1 - Which of the following statements is true about the beta of a portfolio?

a)If a portfolio's beta increases from 1.2 to 1.9, its actual rate of return will decrease by 1.9 times the market risk premium.

b) If any stock in the portfolio has a negative beta, the portfolio's required return will be negative.

c) If the beta of a stock is three, the stock's relevant risk is three times as volatile as the market portfolio.

d) If the beta of a portfolio doubles, its required return will also double.

e) Portfolios that contain high beta stocks do not have high market risk.

2 - The Security Market Line (SML) plots the risk of individual stocks and that stock's expected rate of return.

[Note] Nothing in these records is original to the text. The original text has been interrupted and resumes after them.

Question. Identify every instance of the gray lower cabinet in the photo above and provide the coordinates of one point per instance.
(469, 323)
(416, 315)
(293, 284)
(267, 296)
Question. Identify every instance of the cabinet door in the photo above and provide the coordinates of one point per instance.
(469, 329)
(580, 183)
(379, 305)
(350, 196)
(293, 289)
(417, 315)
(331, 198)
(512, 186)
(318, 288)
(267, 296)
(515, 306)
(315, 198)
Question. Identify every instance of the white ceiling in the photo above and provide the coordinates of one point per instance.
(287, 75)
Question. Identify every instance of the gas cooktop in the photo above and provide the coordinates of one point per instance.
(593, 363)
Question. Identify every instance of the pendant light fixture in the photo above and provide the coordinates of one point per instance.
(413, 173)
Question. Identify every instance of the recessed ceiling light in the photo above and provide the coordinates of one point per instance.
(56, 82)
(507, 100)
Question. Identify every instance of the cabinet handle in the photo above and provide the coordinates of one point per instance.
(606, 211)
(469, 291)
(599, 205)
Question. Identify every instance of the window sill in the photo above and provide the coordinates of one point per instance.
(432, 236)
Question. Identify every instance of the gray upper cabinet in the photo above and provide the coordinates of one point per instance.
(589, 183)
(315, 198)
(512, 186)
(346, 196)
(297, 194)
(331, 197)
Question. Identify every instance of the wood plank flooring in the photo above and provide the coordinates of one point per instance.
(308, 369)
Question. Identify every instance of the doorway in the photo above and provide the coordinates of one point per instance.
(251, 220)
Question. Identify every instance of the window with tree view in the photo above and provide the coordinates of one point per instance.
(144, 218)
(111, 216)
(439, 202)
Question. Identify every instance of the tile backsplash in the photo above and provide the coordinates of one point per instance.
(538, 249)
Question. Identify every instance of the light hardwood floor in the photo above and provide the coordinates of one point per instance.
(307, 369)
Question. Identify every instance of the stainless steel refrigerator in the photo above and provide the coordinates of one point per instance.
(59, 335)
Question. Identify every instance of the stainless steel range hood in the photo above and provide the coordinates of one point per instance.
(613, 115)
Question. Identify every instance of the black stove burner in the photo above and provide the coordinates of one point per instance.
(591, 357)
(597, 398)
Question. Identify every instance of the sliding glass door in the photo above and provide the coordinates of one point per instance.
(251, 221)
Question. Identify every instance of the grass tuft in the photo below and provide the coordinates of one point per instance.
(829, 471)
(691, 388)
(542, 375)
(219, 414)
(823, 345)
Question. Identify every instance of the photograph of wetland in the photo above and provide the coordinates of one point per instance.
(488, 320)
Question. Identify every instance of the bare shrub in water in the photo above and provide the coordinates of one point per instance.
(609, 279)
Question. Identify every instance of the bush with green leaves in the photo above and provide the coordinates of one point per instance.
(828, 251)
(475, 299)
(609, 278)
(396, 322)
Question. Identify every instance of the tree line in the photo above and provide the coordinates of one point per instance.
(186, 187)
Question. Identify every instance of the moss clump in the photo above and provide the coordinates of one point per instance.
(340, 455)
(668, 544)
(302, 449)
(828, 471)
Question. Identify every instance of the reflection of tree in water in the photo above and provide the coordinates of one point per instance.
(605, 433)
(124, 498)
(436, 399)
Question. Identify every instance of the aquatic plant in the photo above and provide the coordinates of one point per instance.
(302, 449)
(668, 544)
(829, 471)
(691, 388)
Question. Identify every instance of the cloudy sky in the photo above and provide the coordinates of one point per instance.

If investors expect the inflation rate to increase, which of the following changes would occur?

a) The Security Market Line (SML) will become flatter

b) A decrease in the risk-free rate.

c)An increase in the expected returns of all stocks.

d) A decrease in the standard deviation of each stock.

e) A decrease in the beta of each stock.

3 - According to the Capital Asset Pricing Model (CAPM), which of the following risks is most relevant for a stock portfolio?

a) Firm-specific risk

b) Inflation risk

c) Bankruptcy risk

d) Diversifiable risk

e) Market risk

4 - According to the Capital Asset Pricing Model (CAPM), the "relevant risk" is the risk for which investors should be compensated and it is the portion of total risk that cannot be diversified away.